When Emma literally stumbles into a violet-eyed stranger on the boardwalk of a Florida beach, it's definitely not love at first sight, more like humiliation at first sight.  The encounter is quickly forgotten, though, when Emma's beach trip ends in tragedy.  That is, until the handsome stranger shows up again in her New Jersey high school classroom.  

Galen is a Triton royal given leave to live life on land and be a Syrena ambassador to humans.  When he spots Emma using a gift that has disappeared from among his people, he can't believe it, and he really can't believe she doesn't know she even has the gift.  Determined to find out her secret, he follows her home, but he has to admit that it's not the importance of Emma's gift to his people that attracts him to her.
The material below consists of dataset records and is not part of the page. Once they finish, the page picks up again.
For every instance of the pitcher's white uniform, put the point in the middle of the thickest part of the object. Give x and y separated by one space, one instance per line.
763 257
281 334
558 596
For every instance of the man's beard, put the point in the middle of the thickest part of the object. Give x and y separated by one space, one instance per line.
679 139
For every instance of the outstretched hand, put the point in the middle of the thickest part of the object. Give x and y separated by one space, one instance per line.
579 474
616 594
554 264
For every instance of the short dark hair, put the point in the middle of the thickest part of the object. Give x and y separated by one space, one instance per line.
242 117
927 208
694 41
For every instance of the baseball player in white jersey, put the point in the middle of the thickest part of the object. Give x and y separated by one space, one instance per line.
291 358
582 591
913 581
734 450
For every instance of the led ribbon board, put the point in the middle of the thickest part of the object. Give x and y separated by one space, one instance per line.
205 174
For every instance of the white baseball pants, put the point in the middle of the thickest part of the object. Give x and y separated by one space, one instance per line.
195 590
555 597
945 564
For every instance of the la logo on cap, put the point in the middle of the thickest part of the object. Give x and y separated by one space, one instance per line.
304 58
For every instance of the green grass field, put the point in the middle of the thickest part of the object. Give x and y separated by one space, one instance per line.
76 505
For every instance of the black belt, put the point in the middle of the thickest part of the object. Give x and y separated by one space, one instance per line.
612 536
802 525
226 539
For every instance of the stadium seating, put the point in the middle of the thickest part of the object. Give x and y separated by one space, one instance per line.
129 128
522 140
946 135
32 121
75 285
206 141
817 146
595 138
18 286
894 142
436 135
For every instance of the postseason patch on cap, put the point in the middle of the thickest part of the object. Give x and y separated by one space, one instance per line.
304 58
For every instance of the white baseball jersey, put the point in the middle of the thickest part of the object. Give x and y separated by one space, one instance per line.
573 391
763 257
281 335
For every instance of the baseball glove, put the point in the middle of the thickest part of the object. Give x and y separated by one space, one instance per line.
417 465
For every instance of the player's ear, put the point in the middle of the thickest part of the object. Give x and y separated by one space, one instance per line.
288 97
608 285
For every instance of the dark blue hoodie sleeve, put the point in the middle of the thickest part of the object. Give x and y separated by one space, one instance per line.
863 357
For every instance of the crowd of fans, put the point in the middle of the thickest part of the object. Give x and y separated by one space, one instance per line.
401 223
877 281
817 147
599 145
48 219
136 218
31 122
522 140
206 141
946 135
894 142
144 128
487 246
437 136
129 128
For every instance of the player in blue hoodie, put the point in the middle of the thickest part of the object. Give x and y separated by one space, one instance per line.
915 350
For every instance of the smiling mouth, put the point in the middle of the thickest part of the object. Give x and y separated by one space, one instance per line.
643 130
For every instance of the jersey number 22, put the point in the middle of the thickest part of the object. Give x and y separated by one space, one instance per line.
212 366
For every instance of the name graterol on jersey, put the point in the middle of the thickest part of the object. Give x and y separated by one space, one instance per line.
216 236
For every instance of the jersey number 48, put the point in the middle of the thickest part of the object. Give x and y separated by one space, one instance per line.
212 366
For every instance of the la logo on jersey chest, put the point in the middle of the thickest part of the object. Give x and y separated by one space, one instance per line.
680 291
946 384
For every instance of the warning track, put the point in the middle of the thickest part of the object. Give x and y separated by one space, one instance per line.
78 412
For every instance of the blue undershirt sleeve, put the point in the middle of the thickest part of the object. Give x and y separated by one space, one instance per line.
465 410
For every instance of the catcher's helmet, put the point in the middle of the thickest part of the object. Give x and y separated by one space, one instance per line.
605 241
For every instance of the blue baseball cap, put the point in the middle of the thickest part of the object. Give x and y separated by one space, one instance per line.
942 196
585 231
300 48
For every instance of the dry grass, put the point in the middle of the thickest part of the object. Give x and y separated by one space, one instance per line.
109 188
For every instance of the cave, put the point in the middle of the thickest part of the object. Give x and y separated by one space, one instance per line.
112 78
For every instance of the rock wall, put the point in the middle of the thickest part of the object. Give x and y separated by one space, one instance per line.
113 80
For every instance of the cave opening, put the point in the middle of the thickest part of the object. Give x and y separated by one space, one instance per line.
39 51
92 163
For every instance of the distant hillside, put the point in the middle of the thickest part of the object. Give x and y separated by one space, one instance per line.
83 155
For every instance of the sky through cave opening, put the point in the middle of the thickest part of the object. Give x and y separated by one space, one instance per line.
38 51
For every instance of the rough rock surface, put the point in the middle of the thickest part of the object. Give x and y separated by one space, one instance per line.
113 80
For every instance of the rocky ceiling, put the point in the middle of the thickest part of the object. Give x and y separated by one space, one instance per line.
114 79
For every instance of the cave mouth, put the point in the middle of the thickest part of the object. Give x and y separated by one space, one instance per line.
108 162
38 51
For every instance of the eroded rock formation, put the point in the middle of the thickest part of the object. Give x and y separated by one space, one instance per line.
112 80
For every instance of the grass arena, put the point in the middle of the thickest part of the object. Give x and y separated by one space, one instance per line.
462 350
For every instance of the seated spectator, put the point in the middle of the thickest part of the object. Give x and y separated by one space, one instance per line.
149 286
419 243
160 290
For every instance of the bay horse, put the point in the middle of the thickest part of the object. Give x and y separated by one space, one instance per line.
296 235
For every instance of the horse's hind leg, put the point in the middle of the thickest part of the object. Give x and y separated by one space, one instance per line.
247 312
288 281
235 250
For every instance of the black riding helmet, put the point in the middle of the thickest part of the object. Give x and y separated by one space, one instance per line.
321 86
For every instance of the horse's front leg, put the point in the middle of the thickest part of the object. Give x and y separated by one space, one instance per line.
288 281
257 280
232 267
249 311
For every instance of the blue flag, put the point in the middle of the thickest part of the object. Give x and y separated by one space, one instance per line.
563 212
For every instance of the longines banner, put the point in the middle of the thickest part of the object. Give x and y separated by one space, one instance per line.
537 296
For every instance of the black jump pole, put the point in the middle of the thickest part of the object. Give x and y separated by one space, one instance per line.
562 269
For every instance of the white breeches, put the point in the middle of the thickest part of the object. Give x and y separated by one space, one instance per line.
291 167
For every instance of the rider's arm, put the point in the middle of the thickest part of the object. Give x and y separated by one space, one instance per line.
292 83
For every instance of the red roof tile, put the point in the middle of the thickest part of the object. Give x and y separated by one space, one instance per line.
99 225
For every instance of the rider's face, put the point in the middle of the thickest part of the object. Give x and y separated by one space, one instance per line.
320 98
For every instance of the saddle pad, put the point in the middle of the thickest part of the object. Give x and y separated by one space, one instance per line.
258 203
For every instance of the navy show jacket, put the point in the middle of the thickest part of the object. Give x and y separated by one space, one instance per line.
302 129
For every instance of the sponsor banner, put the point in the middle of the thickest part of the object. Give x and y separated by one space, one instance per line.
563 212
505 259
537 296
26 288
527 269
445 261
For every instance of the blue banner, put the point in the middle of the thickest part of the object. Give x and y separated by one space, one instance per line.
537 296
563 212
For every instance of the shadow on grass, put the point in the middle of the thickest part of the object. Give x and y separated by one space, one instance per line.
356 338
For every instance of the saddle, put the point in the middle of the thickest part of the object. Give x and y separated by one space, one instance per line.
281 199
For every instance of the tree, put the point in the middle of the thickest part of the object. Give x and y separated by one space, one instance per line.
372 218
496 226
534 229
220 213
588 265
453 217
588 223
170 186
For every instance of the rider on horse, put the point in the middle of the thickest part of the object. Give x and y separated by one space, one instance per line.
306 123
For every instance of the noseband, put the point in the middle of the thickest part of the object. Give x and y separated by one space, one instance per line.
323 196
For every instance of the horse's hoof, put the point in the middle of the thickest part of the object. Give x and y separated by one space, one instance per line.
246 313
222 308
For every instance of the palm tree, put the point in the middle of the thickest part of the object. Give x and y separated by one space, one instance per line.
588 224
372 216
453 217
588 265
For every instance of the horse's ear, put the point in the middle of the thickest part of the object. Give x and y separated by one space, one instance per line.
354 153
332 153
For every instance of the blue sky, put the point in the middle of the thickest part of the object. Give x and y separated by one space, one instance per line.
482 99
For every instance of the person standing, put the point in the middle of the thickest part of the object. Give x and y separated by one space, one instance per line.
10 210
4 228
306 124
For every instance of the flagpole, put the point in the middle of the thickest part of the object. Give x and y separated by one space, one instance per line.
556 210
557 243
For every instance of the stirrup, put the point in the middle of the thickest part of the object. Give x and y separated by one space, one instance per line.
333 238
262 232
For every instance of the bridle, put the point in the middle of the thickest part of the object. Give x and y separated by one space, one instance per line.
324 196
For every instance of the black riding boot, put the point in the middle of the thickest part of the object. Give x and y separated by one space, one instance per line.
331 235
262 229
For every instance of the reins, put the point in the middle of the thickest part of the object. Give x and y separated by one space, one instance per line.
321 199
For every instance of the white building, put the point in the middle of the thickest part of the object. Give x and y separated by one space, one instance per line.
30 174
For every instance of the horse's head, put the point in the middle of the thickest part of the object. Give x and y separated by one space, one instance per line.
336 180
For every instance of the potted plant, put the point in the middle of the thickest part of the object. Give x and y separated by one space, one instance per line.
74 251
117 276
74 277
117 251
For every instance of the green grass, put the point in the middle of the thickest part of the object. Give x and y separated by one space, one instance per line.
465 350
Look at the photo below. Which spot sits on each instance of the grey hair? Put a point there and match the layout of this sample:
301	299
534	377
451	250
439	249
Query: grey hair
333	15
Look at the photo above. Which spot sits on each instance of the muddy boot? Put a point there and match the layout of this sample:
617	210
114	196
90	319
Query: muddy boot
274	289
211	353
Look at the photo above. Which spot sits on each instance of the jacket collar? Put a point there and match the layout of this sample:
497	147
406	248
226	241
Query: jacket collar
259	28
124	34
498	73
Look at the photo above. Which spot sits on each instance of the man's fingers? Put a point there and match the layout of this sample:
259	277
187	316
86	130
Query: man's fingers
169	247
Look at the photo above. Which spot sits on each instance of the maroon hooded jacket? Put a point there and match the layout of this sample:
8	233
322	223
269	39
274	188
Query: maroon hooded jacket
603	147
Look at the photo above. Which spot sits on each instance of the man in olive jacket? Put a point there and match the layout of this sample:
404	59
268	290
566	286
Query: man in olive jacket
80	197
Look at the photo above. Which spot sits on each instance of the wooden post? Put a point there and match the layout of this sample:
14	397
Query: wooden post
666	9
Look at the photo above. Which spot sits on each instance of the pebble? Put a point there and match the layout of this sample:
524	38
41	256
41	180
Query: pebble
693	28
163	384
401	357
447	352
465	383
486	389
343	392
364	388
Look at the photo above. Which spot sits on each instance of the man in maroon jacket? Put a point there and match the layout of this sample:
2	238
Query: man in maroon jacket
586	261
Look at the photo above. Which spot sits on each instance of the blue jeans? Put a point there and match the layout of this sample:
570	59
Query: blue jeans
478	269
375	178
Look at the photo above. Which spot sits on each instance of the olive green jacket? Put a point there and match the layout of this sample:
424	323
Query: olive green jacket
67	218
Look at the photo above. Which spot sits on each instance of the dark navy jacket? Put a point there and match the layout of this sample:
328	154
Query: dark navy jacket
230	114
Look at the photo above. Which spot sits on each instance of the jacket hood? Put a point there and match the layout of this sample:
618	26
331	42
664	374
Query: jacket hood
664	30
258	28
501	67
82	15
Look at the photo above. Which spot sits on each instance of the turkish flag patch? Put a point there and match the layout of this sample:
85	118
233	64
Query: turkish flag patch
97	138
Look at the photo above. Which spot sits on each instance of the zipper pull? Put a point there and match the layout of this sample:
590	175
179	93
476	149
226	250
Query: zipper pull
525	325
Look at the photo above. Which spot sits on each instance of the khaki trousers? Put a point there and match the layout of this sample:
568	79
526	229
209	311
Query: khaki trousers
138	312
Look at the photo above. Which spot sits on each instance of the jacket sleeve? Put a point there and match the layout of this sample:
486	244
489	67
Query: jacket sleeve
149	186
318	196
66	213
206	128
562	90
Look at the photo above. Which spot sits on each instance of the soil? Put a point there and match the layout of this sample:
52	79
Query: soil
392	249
Unbelievable hijinks ensue as Emma and Galen's relationship blossoms from suspicion to love.  Soon Emma is exploring a world she never knew existed and is suddenly plunged into the dramas of mermaid-kind that strike even closer to home than she could ever have imagined.  

When I'm looking for something a little lightweight and fast reading to enjoy, YA romance is what I

reach for.  The premise of Of Poseidon is a little absurd, but Banks sells it and I couldn't pull myself away from Emma and Galen and their star-crossed romance.  The main character's irritating penchant for childish verbal ticks ("ohmysweetgoodness" or "fan-flipping-tastic") tested my patience, but the fast moving plot saved me from putting this down.  The second book, Of Triton, is arguably the better of the two with Emma maturing into her new life and Galen's chapters revealing more of the Syrena world.  

The second book has a satisfying conclusion, while the third, Of Neptune, shoots off in a new direction, a direction with an overprotective love interest and the beginnings of what looked to be an irritating love triangle, not to mention the return of "ohmysweetgoodness."  I decided within 60 pages that while Banks wrote a trilogy, I was happy to leave this series a duology.